Quinn grinned at him and shook his head.


“Never you mind that, laddie. It’s a mark of the great trust I bear ye that I’ve told ye what I have—but ’tis more than my life’s worth to say more just yet.” He leaned back and a loud fart ripped the air beneath him, surprising him.


“Jesus, Mary, and Joseph!”


Despite the recent hair-raising revelations, Jamie laughed. Tom stirred at the sound, and a popping noise like distant gunfire emerged from the mound of wet blankets. Quinn glanced at Jamie, eyebrow raised.


“Three’s a lucky number, so it is.”


JOHN GREY HAD SOME experience of prisons but had never been a guest of one. As such establishments went, the cell to which he’d been shown was fairly reasonable: there was no one else in the tiny room, the slop bucket was empty and dry, and there was a small, barred window. The walls oozed damp—why not, everything else in Ireland did—but there were no puddles on the floor, and while there was neither bed nor pallet, there was a wadded blanket in one corner of the room. He was glad to see it; the cell was bloody cold and his clothes were damp, his linen clammy; the heavens had opened on them an hour before they reached Athlone.


He paced the dimensions of the cell: eight feet by ten. If he were to walk seven hundred lengths of the cell, that would be approximately a mile. He shook out the blanket, dislodging a dead cricket, two live moths, and the broken fragments of what had once been a cockroach. What the devil had eaten it? he wondered. Rats?


Suddenly very tired, he sat down on the floor and pulled the blanket round his shoulders, shivering. He’d had time to think, riding to Athlone. He thought he’d have quite a bit more now but didn’t expect it to do him much good.


It was both good luck and bad that Sir Melchior was gone. Bad, as it meant that the sergeant of the garrison had locked Grey up, because the deputy justiciar had not yet arrived, and the sergeant refused to summon the magistrate from the town until the morning. Good, as Sir Melchior or his deputy would very likely have questioned Grey—rather awkward—and then either put him under guard or demanded his parole, either of which would have kept him from getting back to Siverly’s house or making his own investigation into Siverly’s death.


His main concern was for Edward Twelvetrees. There had been no sign of the man, and none of the servants had mentioned his being there. Had he been at Glastuig, he could not but have noticed the uproar and come out to inquire. Ergo, he wasn’t there—presumably because he had fled in the wake of the murder.


It had to have been Twelvetrees that Grey had heard in precipitate flight from the summerhouse after the murder. And as the man plainly had not gone to the stable, he must have returned—however briefly—to the main house. Why?

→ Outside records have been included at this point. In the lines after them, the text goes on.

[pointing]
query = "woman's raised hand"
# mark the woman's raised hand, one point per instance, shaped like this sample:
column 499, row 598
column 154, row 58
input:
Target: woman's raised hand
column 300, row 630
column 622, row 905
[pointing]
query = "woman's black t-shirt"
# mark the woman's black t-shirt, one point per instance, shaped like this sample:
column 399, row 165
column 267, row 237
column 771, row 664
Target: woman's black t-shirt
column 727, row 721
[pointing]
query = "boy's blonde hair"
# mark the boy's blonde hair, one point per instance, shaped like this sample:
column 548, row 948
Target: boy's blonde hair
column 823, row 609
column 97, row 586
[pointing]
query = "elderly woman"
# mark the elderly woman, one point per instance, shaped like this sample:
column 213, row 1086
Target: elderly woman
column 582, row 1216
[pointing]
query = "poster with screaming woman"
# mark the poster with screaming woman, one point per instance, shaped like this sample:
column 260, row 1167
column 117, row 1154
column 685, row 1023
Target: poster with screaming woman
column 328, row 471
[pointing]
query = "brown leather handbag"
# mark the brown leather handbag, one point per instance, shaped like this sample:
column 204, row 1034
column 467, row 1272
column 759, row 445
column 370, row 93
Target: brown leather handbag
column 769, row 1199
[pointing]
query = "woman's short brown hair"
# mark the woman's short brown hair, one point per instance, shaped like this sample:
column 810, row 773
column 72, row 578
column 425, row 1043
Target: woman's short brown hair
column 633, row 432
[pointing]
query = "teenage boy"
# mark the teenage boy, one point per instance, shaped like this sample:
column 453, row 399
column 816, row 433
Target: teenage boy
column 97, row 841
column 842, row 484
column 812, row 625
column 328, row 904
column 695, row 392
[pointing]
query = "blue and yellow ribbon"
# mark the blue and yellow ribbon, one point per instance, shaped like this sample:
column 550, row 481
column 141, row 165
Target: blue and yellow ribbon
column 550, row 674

Either to fetch away something, or because he was cool enough to have realized that open flight would be an admission of guilt. Or possibly both, Grey thought. It was a substantial chest; it would have taken two footmen to carry it. Twelvetrees couldn’t merely have scooped it up and ridden off with it under his arm.


It had been nearly noon when Grey found Siverly’s body. Had Twelvetrees ridden up to the property, left his horse, then crept up to the summerhouse and bashed in Siverly’s head with what Grey recognized as an Iroquois war club—doubtless the weapon with which Siverly had attacked Jamie Fraser?


Or had Twelvetrees never come back at all? It was possible, Grey supposed, that Siverly had enemies—given his record, it would be strange if he did not. And his possession of an Iroquois war club argued some fear of his life, did it not? Though the man did collect things; his room showed the normal accretions of a military man.


He sighed, closed his eyes, and tried to find a comfortable position, resting his head on an outstretched elbow.